Julia is slower than Python when appending elements to untyped arrays

An equivalent Julia code to this small Python benchmark runs nearly 10x slower, even with higher levels of optimization enabled.

import time

def main():
    N = 100000000
    data = []

    for i in range(N):
        value = i + 1
        data.append(value)

    print(f'starting')
    time_start = time.time_ns()
    total = sum(data)
    time_stop = time.time_ns()
    print(f'finished')
    duration = time_stop - time_start
    duration = 1.0e-3 * duration
    print(f'time taken: {duration} us')
    print(f'total: {total}')

if __name__ == '__main__':
    main()

Here is the equivalent code in Julia.

function main(ARGS)

    N = 100000000
    data = Vector{Any}()

    for i in 1:N
        push!(data, i)
    end

    # throw 1 call away, JIT
    total = sum(data)

    println("starting")
    time_start = Base.time_ns()
    total = sum(data)
    time_stop = Base.time_ns()
    println("finished")
    duration = time_stop - time_start
    duration = 1.0e-3 * duration
    println("time taken: $(duration) us")
    println("total: $(total)")
end

main(ARGS)

Python takes about 3 seconds on my machine. Julia takes about 20 seconds.
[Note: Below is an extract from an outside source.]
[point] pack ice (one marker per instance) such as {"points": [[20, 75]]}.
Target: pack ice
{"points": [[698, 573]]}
Is there any particular reason for this or is it time to admit the over-hyped claims made about Julia’s performance are blatantly false?

Close to C performance? I don’t think so.

  1. this code as-is on my machine takes 2 seconds, not 20. did you miss an order of magnitude?
  2. making that Vector{Int}() instead of Vector{Any}() brings the runtime down to about 0.01s
  3. your conclusion is a bit over-inflammatory in my opinion. it is not clear if you are asking for help increasing the performance of your code (which as demonstrated Julia is of course more than capable of) or if you are trying to start an argument.
12 Likes

You Any array won’t be fast. Try:

data = Int[]

Then its fast. See also: Performance Tips · The Julia Language

1 Like

No, because that’s not equivalent to the Python code above

Here’s a slightly simplified version of your Julia code, which is also vastly faster.

julia> const N = 100000000
100000000

julia> @time sum(1:N)
  0.000001 seconds
5000000050000000
4 Likes

semantically it is, because in Julia values cannot have abstract types and the return of sum depends semantically only on the values of its inputs

unless you are using a definition of “equivalent” that I’m not yet familiar with, in which case you might want to clarify.

1 Like

Allow me to express it this way

  • I am required to write a short benchmark demonstration which uses an array into which any type can be inserted

I am required to write a short benchmark demonstration which uses an array into which any type can be inserted

then I do not understand your comparison to C speeds in the original post. what would an “equivalent” benchmark look like in C? to use “an array into which any type can be inserted”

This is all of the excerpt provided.